Face à cette incroyable montée de la violence, des voix se sont également élevées de l'intérieur du pays pour réclamer aux représentants de l'Etat des comptes sur leur gestion de la situation sécuritaire. Ils ont amené le Chef du gouvernement à sortir de son mutisme pour répondre à tous les flous qui découlent de leur gestion du problème. Les représentants des différents courants politiques qui existent dans le pays ont également réclamé plus de transparence en matière d'information sécuritaire. Est-ce une raison pour laquelle les chargés de la communication ont procédé au déverrouillage de ce genre d'informations ? Ce qui est sûr aujourd'hui, c'est que des communiqués émanant des services de sécurité publient régulièrement les activités des forces de l'ordre et rendent compte des véritables bilans des forfaits commis par les groupes terroristes. Les mêmes communiqués rendent désormais également publiques les pertes enregistrées dans les rangs des services de sécurité.



Prise de conscience

Les résultats qui sont obtenus en matière de lutte antiterroriste ne seraient sans doute pas si importants s'il n'y avait pas eu prise de conscience au sein de la population. Une prise de conscience qui se manifeste surtout par le désir des citoyens de s'armer pour se défendre contre ceux-là mêmes qui faisaient preuve de complicité à l'égard des terroristes.

L'armement des civils demeure cependant un sujet très controversé par certains courants politiques algériens qui, à l'exemple de ce député du MSP, tirent régulièrement la sonnette d'alarme pour mettre en garde contre les " dérives d'un tel phénomène ". Lors du débat sur la situation sécuritaire à l'Assemblée, ce dernier a été relayé par les représentants du FFS qui n'ont pas manqué de faire à nouveau état des risques de guerre civile. Les membres des Groupes de légitime de défense sont de tout autre avis. Ils estiment que les armes qu'ils détiennent aujourd'hui sont leur seules garanties de pouvoir résister contre les groupes terroristes.

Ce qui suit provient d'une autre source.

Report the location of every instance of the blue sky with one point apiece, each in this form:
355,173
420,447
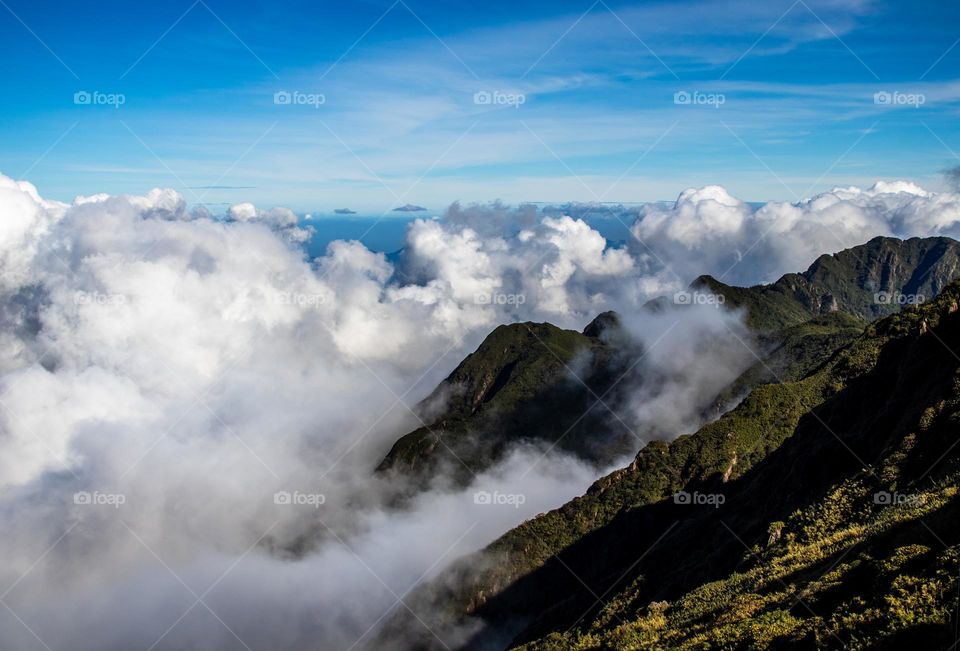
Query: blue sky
783,99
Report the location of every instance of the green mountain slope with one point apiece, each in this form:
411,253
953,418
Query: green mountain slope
526,381
797,465
868,281
536,382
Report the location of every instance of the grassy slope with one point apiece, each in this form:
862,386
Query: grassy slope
772,451
802,555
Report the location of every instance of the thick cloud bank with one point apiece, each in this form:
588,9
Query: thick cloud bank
190,409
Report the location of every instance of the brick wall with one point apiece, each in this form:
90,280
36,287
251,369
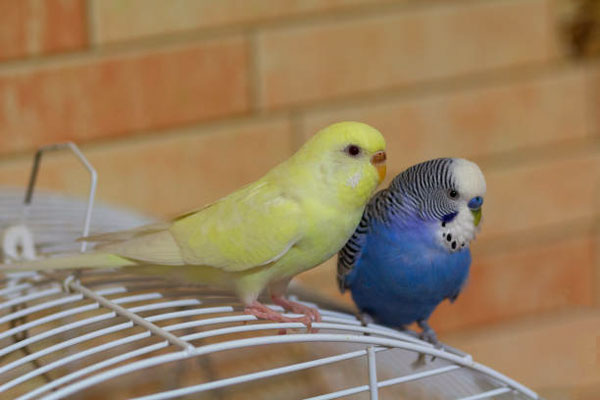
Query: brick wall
180,102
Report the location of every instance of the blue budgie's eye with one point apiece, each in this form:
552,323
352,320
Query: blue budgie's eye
476,202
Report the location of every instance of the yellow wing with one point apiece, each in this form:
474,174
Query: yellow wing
252,227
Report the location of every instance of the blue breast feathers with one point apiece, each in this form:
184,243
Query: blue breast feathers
403,273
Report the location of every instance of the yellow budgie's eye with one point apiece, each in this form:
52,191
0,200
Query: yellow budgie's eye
352,150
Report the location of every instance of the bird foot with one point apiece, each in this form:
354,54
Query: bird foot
261,311
297,308
428,334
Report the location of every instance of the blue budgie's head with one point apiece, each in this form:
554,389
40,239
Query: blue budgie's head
448,192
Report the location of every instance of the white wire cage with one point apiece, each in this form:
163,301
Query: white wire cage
110,334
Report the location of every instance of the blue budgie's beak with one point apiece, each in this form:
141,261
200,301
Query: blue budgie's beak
475,206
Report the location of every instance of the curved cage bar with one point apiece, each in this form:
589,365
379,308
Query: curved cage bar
75,341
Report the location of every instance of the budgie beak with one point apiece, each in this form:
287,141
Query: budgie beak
476,216
475,206
378,161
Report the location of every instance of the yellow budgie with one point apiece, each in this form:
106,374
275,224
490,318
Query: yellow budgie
295,217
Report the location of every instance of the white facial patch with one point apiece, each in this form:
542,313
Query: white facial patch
469,178
458,233
354,180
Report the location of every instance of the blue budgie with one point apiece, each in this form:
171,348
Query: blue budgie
411,248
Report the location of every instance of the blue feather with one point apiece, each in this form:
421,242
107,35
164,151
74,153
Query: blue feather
404,273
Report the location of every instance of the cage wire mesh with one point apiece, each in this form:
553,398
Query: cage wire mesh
111,335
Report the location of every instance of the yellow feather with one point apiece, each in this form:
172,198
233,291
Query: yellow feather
295,217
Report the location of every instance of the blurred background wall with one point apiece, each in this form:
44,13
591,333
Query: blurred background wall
179,102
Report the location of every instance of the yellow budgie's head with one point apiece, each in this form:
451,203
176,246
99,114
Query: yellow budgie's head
348,157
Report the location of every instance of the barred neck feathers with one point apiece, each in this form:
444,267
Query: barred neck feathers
435,193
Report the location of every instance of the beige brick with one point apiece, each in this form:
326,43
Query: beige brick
472,122
168,174
522,281
31,27
317,62
115,96
540,195
554,351
118,20
593,75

Une question se pose cependant aujourd'hui. C'est celle de savoir si le travail des services de sécurité pourra à lui seul venir à bout du terrorisme. Assurément non, et les députés ne se sont pas privés pour le dire lors du débat sur la situation sécuritaire à l'Assemblée.

Ce que tous revendiquent aujourd'hui, c'est la mise en place d'une stratégie de lutte contre le terrorisme. Une stratégie qui doit prendre en compte l'aspect politique du problème. Soigner tous les maux qui génèrent ce phénomène. Comment parler de lutte antiterroriste lorsque des partis politiques et leurs représentants au sein des institutions de l'Etat tiennent un discours qui alimente un phénomène pour l'éradication duquel l'Algérie s'est engagée ?

Absence de perspectives

Comment faire prendre conscience des dangers du terrorisme à la jeunesse algérienne lorsque cette dernière se voit offrir si peu de perspectives ? Lors du débat sur la situation sécuritaire, les députés ont également mis l'accent sur la nécessité de mettre rapidement fin à toutes ces injustices sociales qui exacerbent chaque jour davantage ce peuple déjà si éprouvé par le terrorisme.

Le malaise social et autre qui se fait de plus en plus ressentir au sein de la société a d'ailleurs amené le président de la République à sortir de sa réserve en se déplaçant dans la wilaya de Médéa où l'attendait une population qui ne demandait qu'à être rassurée.

Ce qui est sûr aujourd'hui, c'est que le discrédit qui a frappé les institutions de l'Etat au cours de ces dernières années commence à s'effacer. Les citoyens qui faisaient pratiquement preuve de complicité à l'égard des groupes terroristes prennent de plus en plus conscience du danger d'un tel phénomène.

Mais l'Algérie ne pourra s'en sortir que si l'on met en place un véritable Etat de droit et une stratégie claire de lutte contre l'intégrisme et le terrorisme.